Это тоже была история, знаменитая на всю родню. Как он уехал, вернулся, раздал свои шарики, наодалживал денег и снова укатил в Америку. Во второй раз он навез оттуда плюшевых жилеток, тоже вроде бы китайских, из которых не смог продать ни одной. Неудача не остановила его. Но на третий раз он пропал, канул. Предполагали, что у него нет денег на обратный билет. Так, во всяком случае, утешали его жену, оставшуюся без средств с мальчишками-близнецами на руках. Вот они-то как раз и были оба слегка туповаты. Но никак не Фридочка.

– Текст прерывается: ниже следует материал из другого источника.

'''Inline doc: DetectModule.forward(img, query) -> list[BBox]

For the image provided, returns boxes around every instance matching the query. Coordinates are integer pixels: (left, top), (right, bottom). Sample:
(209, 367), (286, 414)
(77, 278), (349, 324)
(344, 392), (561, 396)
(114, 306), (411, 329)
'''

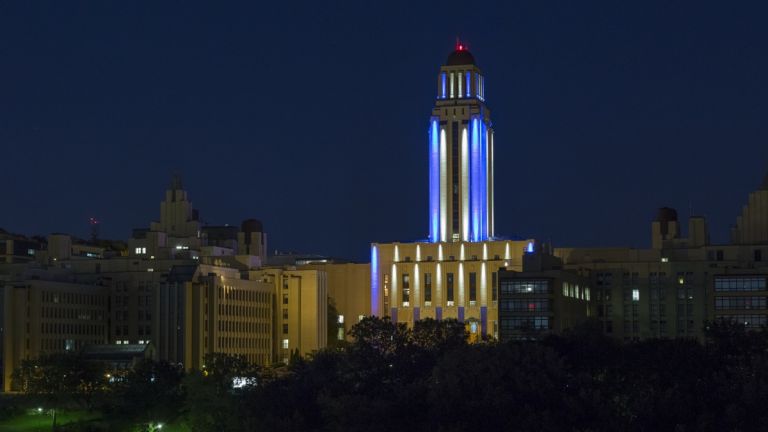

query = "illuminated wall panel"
(429, 118), (440, 242)
(440, 128), (448, 241)
(461, 127), (470, 241)
(371, 245), (381, 316)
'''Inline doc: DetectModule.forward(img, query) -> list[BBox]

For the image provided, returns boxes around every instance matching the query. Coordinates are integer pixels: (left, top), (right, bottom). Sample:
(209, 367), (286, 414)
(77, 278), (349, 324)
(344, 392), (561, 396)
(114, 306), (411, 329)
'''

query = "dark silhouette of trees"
(12, 317), (768, 432)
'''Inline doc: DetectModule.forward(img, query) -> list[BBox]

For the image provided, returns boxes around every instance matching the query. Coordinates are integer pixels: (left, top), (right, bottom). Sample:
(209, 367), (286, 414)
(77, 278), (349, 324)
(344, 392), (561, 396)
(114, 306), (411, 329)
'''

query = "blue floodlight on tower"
(429, 42), (493, 242)
(429, 118), (440, 242)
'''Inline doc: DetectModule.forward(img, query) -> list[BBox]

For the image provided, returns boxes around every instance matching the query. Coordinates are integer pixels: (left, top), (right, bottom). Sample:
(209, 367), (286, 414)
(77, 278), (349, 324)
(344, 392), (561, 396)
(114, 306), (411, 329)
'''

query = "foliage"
(182, 353), (259, 431)
(12, 317), (768, 432)
(13, 352), (107, 408)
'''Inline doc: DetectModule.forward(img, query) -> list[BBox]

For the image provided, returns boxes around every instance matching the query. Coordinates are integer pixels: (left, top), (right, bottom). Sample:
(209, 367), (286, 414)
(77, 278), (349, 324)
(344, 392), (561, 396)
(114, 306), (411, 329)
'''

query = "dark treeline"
(7, 318), (768, 432)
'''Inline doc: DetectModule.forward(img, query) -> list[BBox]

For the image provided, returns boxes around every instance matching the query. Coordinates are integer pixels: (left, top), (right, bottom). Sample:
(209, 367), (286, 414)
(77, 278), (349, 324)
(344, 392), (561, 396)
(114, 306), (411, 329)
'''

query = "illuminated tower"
(429, 43), (494, 243)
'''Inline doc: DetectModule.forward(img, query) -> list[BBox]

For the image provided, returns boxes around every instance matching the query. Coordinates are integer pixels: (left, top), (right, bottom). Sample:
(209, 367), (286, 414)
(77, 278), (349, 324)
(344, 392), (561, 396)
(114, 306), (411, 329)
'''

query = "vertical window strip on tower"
(469, 116), (480, 241)
(440, 127), (448, 241)
(466, 71), (472, 97)
(461, 128), (470, 241)
(451, 121), (460, 237)
(429, 118), (440, 242)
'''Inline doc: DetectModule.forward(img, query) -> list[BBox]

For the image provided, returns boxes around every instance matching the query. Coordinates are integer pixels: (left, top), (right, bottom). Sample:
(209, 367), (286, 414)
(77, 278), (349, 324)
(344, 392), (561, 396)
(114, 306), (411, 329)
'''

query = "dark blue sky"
(0, 0), (768, 259)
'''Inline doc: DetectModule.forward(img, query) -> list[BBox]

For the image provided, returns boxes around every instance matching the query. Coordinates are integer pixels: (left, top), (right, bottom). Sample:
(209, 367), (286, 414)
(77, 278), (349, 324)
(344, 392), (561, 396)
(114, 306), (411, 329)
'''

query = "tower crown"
(429, 46), (494, 242)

Бася беспокоилась напрасно. Складом ума Фридочка пошла в самого старшего из братьев Гольдиных – в Аврума. Тот тоже выглядел так, будто не интересуется общим разговором, но всегда оставлял за собой последнее слово, как бы снисходил к неразумным, чтобы открыть им окончательную истину, обычно неприглядную. Чаще всего он бывал прав. Даром что сам без угрызений совести жил на иждивении своей веселой двужильной сквернословки Хивы, которую все считали святой и которую Иосиф, сын Аврума от первого брака, любил больше, чем родную мать. Этот самый Иосиф – мой дед – был, пожалуй, единственным человеком, который не вызывал яростных споров между Манечкой и Фридочкой, моими старенькими черновицкими тетками.


Когда Манечка говорила, что мой дед был человеком редкостной доброты, порядочности, справедливости, трудолюбия, благородства и ума, – Фридочка даже слегка кивала, удостоверяя, что на это раз Манечкиным словам можно верить. Она только добавляла в конце, справедливости ради, что дед был малограмотный. "Ты не обижайся, конечно", – прибавляла она, чувствуя спиной испепеляющий взгляд Манечки и спиной же отвечая, что правдой она не поступится. Они столько лет отворачивались друг от друга, что в их спинах было выражения чуть ли не больше, чем в лицах.
С чего было обижаться? Я знала, что дед закончил всего четыре класса. Да и можно ли было сердиться на Фридочку после приговоров, которые она выносила собственному отцу и своим братьям... Терпеливо дав Манечке высказаться, Фридочка уточняла: "Но вообще наш отец был человек простой и недалекий". Или: "Разве можно было такого малахольного, как наш Зюня, пускать одного в Америку?!" "Генрих не был особо способный, он просто большой карьерист" "Мама у нас была толковая, но не интересная. У нее было лицо немножко как у черепахи. Мы, ее дети, все в нее пошли. Курносые, рот до ушей, глаза аж на висках..."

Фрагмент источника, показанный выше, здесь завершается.